À son avis, le contexte n’est pas propice pour jouer au héros en Bourse, «avec des actions américaines chères, une bulle chinoise qui se dégonfle et la Fed qui s’apprêter à retirer son soutient monétaire à l’économie», indique-t-il.
Les investisseurs qui tiennent à profiter de la crise pour acheter des actions européennes devraient le faire de façon graduelle, car d’autres soubresauts surgiront à nouveau.
Chez First Trust Advisors, les économistes recommandent carréement à leurs clients d’ignorer complètement la crise grecque. «La Grèce risque de tomber dans une deuxième dépression, mais ses problèmes reçoivent beaucoup trop de couverture médiatique.

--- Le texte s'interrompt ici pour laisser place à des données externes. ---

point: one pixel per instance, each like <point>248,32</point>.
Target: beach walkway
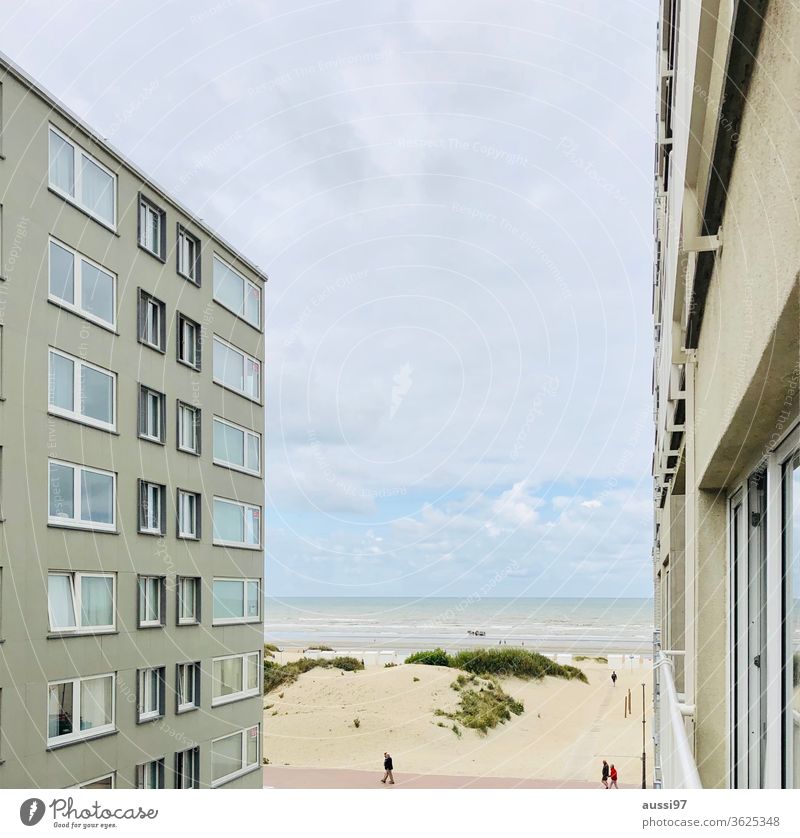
<point>284,777</point>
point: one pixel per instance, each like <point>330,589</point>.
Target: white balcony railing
<point>675,767</point>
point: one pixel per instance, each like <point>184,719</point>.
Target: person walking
<point>388,767</point>
<point>613,776</point>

Ce n’est pas un Lehman Brothers», écrit Brian Wesbury.Le Fonds monétaire international, l’Union européenne et la Banque centrale européenne peuvent absorber les pertes d’une défaillance grecque, assure l’économiste. «Tout recul des actions américaines serait une occasion d’achat», conclut M Wesbury.
Le stratège américain de Canaccord Genuity, Tony Dwyer, prend encore plus de recul en rappelant qu’après la crise asiatique de 1997 et la défaillance de la Russie en 1998, la Bourse américaine a rapidement récupéré des pertes spectaculaires.
En 1997, le S&P 500 a baissé de 13% en quinze jours pour ensuite rebondir de 35% jusqu’au sommet de juillet 1998.
En 1998, le S&P 500 a chuté de 22% en 57 séances, pour regagner 53% ensuite jusqu’au sommet de 2000.
«La croissance américaine a gagné en vigueur pendant ces deux périodes, malgré un dollar américain fort et des cours affaiblis pour les ressources naturelles», ajoute aussi le stratège.
Son collègue canadien Martin Roberge, voit aussi dans le recul une occasion d'achat, puisque le système financier et l'économie américaine sont en bien meilleure posture qu'en 2011-12, lors des autres périodes de crise pour la Grèce.
À court terme par contre, il est possible que la fin du 2e trimestre et le congé de la fête nationale aux États-Unis freinent l'élan habituel des pros d'acheter des actions sur faiblesse des cours, préviennent d'autres observateurs.